労働条件と福利厚生 職場環境は、仕事を取り巻く環境だけを指すのではありません。社員1人ひとりが良好な状態で働くためにも、妥当性の高い給与が支給されるなどの労働条件が整っていることも大切です。 また、有給休暇を取得しやすいこと、夜間や休日などに業務関連の連絡を入れないことなどのプライベートを守れることも重要な要素といえます。独自の休暇制度があったり、スポーツジムなどを手軽な料金で利用できたりなどの福利厚生が整っていることも、働きやすい環境をつくる要素です。
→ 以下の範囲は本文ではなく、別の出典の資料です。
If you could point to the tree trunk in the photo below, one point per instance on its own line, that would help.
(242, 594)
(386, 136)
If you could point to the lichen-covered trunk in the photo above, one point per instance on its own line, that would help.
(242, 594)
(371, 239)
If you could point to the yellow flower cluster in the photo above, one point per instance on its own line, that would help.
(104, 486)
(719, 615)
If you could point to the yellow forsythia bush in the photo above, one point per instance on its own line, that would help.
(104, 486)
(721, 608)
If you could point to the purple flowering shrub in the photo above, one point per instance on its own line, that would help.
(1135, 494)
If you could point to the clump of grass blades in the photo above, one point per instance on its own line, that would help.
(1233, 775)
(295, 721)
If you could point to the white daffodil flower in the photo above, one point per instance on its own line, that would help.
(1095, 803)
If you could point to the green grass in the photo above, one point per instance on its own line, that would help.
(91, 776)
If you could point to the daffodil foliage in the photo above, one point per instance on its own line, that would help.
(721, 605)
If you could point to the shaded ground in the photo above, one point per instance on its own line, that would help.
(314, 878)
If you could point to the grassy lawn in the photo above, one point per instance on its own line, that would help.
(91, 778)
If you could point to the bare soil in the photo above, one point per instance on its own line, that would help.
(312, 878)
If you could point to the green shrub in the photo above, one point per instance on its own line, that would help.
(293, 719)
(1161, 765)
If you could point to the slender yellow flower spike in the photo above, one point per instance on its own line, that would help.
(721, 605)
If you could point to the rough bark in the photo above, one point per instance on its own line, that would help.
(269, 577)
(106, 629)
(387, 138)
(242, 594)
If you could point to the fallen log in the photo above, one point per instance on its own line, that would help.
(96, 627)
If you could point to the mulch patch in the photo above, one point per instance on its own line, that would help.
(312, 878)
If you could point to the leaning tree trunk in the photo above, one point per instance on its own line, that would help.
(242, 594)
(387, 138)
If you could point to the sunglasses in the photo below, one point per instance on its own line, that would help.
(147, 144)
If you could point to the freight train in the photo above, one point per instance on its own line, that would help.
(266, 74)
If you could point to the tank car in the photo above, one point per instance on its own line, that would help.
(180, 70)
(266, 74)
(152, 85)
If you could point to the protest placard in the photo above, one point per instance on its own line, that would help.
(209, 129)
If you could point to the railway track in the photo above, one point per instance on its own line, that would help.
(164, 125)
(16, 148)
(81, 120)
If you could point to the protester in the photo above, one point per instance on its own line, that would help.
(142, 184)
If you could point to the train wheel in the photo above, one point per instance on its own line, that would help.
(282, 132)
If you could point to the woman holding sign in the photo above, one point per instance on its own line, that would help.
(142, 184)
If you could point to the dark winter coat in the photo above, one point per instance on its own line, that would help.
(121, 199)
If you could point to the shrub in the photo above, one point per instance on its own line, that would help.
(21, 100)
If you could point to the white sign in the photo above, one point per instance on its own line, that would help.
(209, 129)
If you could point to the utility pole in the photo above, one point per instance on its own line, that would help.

オフィスの立地や設備、空調、清潔さ 例えば、駅からの距離や建物の入りやすさ、エレベーターの有無などのオフィスを取り巻く環境も職場環境の1つです。ほかにも1人ひとりの作業スペースや、休憩室や社員食堂、トイレ、洗面所などのオフィス内部の環境が使いやすく清潔であることも重要なポイントといえます。 また、空調設備が快適であることもオフィスの物理的環境を左右します。暑すぎる・寒すぎる・湿度が高すぎるなどの環境では、業務に専念することはできません。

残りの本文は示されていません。